Research indicates that urban green space is a “restorative environment” in that it can promote positive moods and mitigate negative emotions. The aim of this study was to add to the current research by quantifying the emotions at urban green spaces in their locations. Findings could lead to a better understanding of how characteristics of such spaces relate to the emotions experienced within those spaces.
Data for this study came from Sina Weibo (Weibo.com), China's largest social media platform. The data set consisted of 9945 photos of human faces posted by users of the platform. All of the photos were taken within 34 green park spaces in three northern provincial capital cities. Only a small proportion of the photos included the elderly or children. An online cognitive program was used to analyze the emotions reflected in the photos. Three emotional indicators were also applied: emotion probability index (EPI), emotion intensity index (EII), and emotion evenness index (EEI).
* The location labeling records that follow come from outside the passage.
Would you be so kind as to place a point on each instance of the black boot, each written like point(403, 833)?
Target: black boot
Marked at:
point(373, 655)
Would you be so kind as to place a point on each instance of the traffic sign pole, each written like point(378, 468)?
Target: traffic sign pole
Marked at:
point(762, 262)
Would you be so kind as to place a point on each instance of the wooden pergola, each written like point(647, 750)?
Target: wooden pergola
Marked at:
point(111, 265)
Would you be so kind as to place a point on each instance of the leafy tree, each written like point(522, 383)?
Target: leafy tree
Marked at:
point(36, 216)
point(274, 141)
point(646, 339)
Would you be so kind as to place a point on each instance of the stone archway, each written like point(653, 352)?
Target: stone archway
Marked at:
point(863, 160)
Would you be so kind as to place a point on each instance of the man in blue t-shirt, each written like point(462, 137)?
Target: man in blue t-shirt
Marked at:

Seven emotions were identified: happiness, fear, surprise, anger, disgust, neutral, and sadness. Greater greenness of an area increased the probability and intensity of emotion expression in that area, with happiness being expressed the most often and most strongly. Fear and anger were generally reduced in areas with higher greenness. Among the types of green park spaces, botanical gardens were most highly associated with all seven kinds of emotions. There were some differences in the probability of emotions between genders and among ages in urban green spaces. An increase in age was associated with increased happiness and decreased sadness. Females' happiness emotion tended to be more prominent, while males' neutral emotion was more pronounced.
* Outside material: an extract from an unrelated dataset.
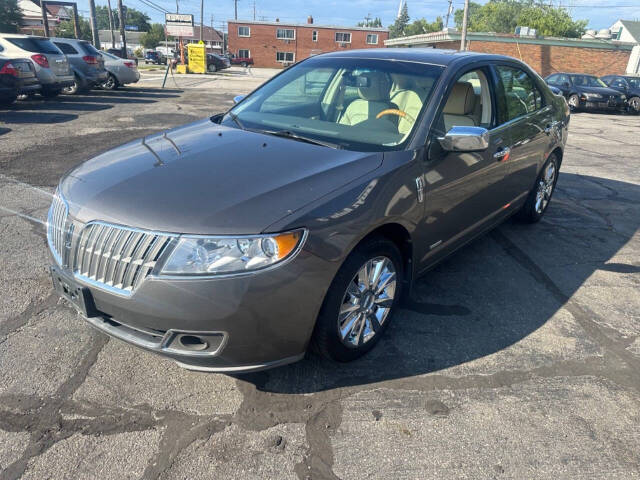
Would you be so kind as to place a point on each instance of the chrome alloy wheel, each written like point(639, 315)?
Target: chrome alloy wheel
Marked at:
point(545, 187)
point(367, 302)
This study adds to the literature by providing evidence of a potential relationship between the parameters of urban green spaces and human emotions. Results indicate that environments with a high plant density are especially conducive for emotions. This study also adds to the literature by showing that “social media data with geographic information and facial expression recognition can be used as a new means of urban investigation”. Such investigations could lead to a deeper understanding of people's emotional experience in green spaces.